8 Epidemic models—Practical 3 | Inference in infectious disease systems practicals

Matt Castle (mdc31@cam.ac.uk) and Andrew Conlan (ajkc2@cam.ac.uk)

8.1 Stochastic models

Aim: To explore the effects of stochasticity on simple \(SI\) and \(SIR\) models and contrast their behaviour with previous deterministic results.

Goals:

By the end of this practical participants should be able to achieve the following:

Code up a simple stochastic \(SI\) model in R using the SimInf package.
Code up a simple stochastic \(SIR\) model in R using the SimInf package.
Run both single and multiple realisations and visualise the results.
Explore extensions to both \(SI\) and \(SIR\) models:
- Expand the \(SI\) model to include additional transitions.
- Understand the impact of R0 values on stochastic extinction.

Background: This practical follows on from the Stochastic Epidemic Models Lecture and echoes the content presented there.

8.2 Coding a simple \(SI\) model

We will first implement a slight modification to the code that has been presented to you in the previous Stochastic Epidemic Lecture.

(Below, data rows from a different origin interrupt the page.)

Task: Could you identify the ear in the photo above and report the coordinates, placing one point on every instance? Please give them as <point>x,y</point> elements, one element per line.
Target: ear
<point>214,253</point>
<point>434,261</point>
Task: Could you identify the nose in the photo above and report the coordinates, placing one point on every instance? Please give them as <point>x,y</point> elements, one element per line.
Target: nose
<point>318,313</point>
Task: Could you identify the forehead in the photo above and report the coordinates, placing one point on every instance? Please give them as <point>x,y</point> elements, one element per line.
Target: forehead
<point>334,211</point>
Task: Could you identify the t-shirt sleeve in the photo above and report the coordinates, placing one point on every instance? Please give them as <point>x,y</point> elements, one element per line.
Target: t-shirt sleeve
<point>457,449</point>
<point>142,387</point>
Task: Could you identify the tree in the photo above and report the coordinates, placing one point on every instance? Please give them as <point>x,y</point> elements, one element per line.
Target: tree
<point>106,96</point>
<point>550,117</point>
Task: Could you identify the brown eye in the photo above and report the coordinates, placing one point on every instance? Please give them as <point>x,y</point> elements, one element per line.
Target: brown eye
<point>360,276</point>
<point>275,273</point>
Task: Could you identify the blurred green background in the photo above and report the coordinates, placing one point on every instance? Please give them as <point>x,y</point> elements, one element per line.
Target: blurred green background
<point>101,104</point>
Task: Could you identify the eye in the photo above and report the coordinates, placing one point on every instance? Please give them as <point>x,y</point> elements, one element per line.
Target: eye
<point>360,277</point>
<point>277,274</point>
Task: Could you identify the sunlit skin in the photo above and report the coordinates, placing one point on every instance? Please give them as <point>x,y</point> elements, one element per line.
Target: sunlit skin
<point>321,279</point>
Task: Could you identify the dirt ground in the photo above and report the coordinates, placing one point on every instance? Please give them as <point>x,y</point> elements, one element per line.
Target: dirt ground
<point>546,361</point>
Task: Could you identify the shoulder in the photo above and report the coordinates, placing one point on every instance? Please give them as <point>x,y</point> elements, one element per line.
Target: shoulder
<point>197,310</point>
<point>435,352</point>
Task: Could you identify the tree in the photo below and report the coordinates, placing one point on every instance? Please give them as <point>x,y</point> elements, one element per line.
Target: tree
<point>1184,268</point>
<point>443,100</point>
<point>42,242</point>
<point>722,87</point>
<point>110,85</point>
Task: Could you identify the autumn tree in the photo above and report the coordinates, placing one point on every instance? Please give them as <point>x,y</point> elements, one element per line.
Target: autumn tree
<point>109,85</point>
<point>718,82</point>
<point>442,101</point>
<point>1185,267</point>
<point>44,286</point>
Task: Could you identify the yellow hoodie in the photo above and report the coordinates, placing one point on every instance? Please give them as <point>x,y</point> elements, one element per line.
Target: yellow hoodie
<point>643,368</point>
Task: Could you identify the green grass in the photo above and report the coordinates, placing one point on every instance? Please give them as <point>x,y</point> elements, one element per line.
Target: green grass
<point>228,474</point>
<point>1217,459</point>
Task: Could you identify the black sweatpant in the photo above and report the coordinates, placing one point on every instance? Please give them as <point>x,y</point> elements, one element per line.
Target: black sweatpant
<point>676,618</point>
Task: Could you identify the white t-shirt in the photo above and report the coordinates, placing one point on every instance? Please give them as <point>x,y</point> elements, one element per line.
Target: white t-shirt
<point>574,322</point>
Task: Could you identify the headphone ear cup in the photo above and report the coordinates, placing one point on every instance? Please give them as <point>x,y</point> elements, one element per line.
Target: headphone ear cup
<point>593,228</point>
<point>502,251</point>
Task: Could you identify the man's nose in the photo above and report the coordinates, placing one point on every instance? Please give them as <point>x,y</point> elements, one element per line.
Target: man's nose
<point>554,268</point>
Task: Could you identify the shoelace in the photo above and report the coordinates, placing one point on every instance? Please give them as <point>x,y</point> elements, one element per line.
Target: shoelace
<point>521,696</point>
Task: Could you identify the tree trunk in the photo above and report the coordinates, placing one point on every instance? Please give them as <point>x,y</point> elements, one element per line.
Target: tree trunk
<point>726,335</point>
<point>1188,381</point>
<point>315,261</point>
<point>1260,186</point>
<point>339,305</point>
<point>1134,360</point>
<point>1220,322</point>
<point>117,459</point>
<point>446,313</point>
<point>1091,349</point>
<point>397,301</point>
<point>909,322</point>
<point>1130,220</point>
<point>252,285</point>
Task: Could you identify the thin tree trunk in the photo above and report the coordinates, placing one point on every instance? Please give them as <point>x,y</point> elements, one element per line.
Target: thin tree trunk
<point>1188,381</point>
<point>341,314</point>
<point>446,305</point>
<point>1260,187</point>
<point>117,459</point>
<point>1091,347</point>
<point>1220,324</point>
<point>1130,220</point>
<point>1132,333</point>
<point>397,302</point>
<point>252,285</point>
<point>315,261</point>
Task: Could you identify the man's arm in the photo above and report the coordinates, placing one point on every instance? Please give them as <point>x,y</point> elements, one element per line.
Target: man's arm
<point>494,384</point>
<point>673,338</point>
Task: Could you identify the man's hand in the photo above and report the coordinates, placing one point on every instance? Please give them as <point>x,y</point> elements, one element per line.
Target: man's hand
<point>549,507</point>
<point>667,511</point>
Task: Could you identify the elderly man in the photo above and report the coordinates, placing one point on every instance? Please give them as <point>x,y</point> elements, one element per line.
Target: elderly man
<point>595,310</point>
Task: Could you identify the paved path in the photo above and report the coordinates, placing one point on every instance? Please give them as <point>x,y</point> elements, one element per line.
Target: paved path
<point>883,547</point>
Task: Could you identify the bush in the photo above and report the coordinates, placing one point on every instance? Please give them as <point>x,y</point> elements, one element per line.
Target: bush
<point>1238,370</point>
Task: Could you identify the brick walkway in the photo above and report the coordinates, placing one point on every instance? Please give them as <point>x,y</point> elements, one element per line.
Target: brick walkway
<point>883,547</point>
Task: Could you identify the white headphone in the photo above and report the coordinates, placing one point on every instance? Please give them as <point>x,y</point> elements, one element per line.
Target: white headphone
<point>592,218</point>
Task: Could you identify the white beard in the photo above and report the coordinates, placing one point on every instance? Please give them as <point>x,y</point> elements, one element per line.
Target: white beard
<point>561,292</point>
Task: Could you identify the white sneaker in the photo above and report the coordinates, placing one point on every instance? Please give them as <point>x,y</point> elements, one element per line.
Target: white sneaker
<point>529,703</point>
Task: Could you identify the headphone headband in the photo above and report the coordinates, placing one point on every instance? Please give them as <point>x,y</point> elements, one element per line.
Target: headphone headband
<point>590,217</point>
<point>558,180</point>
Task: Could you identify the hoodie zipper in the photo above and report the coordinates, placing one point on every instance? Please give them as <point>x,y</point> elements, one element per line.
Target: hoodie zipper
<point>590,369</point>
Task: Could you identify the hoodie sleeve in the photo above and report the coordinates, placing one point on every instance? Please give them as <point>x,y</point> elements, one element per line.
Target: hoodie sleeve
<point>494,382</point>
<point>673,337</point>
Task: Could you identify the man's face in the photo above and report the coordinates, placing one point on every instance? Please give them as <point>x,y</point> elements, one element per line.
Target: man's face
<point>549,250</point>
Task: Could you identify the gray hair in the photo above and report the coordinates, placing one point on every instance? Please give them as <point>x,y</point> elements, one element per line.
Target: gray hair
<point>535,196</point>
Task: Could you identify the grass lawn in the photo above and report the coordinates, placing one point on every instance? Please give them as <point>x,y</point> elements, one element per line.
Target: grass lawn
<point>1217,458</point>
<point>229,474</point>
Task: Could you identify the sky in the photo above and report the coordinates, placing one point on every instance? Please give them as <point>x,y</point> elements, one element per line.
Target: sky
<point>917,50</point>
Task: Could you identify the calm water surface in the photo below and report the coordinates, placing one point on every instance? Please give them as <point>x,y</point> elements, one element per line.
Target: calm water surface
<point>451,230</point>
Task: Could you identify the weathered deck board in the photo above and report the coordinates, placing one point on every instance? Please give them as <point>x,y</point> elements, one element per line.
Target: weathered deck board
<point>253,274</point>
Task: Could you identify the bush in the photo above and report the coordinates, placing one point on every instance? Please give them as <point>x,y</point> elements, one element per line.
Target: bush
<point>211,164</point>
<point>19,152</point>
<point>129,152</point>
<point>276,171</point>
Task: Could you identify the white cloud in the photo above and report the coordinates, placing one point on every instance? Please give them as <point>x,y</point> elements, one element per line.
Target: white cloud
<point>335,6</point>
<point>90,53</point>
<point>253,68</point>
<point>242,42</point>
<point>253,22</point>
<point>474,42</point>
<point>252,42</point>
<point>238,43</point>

The key difference between the code presented in the lecture and the code shown here is that we are putting the code into a function (called StocSI.dyn) rather than just running a series of commands.

Open Rstudio.
Open a new blank script file.
Save it as Stoch_SI.R.

In the script window type the following commands:

library(SimInf)

create.StocSI <- function(N, I0, beta, f_time) {
    
    initial_state <- data.frame(S = N-I0 , I = I0)
    compartments <- c("S", "I")
    transitions <- c("S -> beta*S*I/(S+I) -> I")
    tspan <- seq(from = 1, to = f_time, by = 1)
    
    model <- mparse(transitions = transitions, compartments = compartments, 
        gdata = c(beta = beta), u0 = initial_state, tspan = tspan)
    
    return(model)
}

Make sure you save your file and that your working directory is the same as the folder you have saved this into (Choose from menu Session > Set Working Directory > To Source File Location).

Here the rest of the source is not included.